Multi-domain certificates

Multi-domain certificates (MDCs) are offered through this service. MDCs support up to 100 fully qualified domain names (FQDNs) or host  names.

Wildcard certificates

Wildcard certificates, when compromised by attackers, have the potential to be far more damaging to IU than standard certificates since they could be used to impersonate any FQDN in the domain of the wildcard, rather than just specific FQDNs to which standard certificates are issued. Placing copies of the wildcard certificates and their accompanying keypairs on multiple machines also increases the attack surface of the certificates. For this reason, wildcard certs

• cannot be used for one of IU's TLDs.
• must be limited to a period of 1 year.
• must be recreated with new keypairs, not renewed.
• may only be used when more than 100 FQDNs are involved. (If fewer than 100 FQDNs are needed, request a a Multi-Domain SSL certificate instead.)

Exceptions to restrictions on wildcard certificates

Exceptions to these restrictions require approval by the University Information Security Officer, who will ask the request the following:

• What host-level measures exist on the servers containing the private key for the wildcard certificate?
• What network-level measures protect these servers?
• Where else will the private key be stored?
• What people will have access to the private key?
• What is your response procedure in case the private key is compromised?
• How many FQDNs do you need the certificate to be valid for?
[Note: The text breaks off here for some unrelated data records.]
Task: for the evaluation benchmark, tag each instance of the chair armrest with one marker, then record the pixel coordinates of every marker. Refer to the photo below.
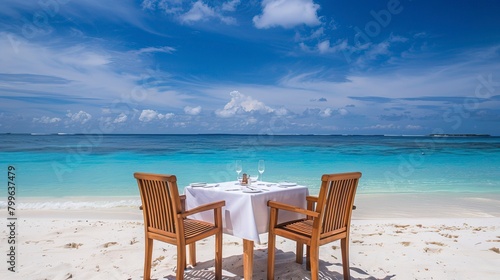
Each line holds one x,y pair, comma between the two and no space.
287,207
182,197
203,208
183,202
312,198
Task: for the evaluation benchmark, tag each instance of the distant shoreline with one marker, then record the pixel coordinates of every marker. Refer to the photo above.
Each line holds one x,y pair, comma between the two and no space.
458,135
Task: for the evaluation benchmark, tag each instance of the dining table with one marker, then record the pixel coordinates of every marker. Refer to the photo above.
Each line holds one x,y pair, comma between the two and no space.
246,214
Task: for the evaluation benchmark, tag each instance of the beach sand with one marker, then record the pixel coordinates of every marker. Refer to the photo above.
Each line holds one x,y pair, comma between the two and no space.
407,236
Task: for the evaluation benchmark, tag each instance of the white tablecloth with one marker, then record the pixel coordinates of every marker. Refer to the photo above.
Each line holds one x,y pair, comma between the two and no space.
246,215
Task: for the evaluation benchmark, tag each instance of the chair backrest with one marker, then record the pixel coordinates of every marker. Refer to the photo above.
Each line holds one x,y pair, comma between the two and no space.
335,202
160,202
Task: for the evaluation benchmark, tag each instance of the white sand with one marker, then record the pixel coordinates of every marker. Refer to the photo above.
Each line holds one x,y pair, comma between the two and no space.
392,237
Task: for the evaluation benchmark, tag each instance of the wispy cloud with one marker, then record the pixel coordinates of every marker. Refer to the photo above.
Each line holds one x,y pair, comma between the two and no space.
287,14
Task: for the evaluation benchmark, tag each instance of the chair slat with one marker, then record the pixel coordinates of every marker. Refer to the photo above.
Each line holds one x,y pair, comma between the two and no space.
162,210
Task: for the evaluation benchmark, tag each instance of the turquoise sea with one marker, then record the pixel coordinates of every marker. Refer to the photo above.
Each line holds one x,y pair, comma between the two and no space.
65,165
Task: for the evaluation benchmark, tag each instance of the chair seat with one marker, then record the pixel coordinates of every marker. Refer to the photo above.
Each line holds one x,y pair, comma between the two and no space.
194,227
302,227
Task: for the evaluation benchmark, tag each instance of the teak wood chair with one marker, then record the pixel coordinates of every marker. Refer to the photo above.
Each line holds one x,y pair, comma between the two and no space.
328,218
165,219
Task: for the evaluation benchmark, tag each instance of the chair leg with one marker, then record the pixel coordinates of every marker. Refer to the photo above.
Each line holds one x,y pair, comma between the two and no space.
181,261
308,257
314,260
271,243
218,256
299,255
344,246
148,253
192,254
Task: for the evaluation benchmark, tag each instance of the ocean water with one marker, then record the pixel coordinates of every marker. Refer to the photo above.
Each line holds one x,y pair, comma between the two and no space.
59,166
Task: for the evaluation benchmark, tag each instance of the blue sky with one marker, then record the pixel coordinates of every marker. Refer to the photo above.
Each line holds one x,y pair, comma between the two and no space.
273,66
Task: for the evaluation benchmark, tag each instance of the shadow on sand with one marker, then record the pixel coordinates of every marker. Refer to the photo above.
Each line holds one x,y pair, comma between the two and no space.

What are they?
• How many servers do you plan on putting the wildcard certificate on?
• Where are these servers physically located?
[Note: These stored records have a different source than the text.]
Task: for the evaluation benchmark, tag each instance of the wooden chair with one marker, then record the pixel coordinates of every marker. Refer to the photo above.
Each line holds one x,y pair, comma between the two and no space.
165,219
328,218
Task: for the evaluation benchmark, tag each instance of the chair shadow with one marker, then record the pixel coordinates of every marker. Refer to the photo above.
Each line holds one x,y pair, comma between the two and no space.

Best practices relating to wildcard certificates

If you have been approved to use a wildcard certificate, the UISO recommends the following best practices: 

• • Develop a response procedure to respond to a compromise of the private key
  • Deploy the private key only where needed (e.g. not to every server you run, only those that need it, etc)
  • Limit access to the certificate to only those staff who need it
  • Leverage the IU Data Centers to enhance physical security

Code-signing certificates

Code-signing certificates are available through this service. The process of obtaining one is unique and must be initiated by the UISO. If you need a code-signing certificate, please send a request via email to ca-admin@uiso.iu.edu. The UISO will initate a code-signing certificate request, and you will receive an email message from InCommon or Sectigo explaining your next steps.

Client/personal certificates

NOTE: Due to enhanced security features in Exchange Online, you should no longer use digital signatures at IU. Follow the appropriate instructions to remove your certificates.

Client certificates, also known as S/MIME certificates or personal certificates, are available through this service. Pursuant to applicable policy, including but not limited to IT-07, IU reserves the right to decrypt email messages that have been encrypted using InCommon Client Certificates to comply with policy, law, or enforceable requests for information.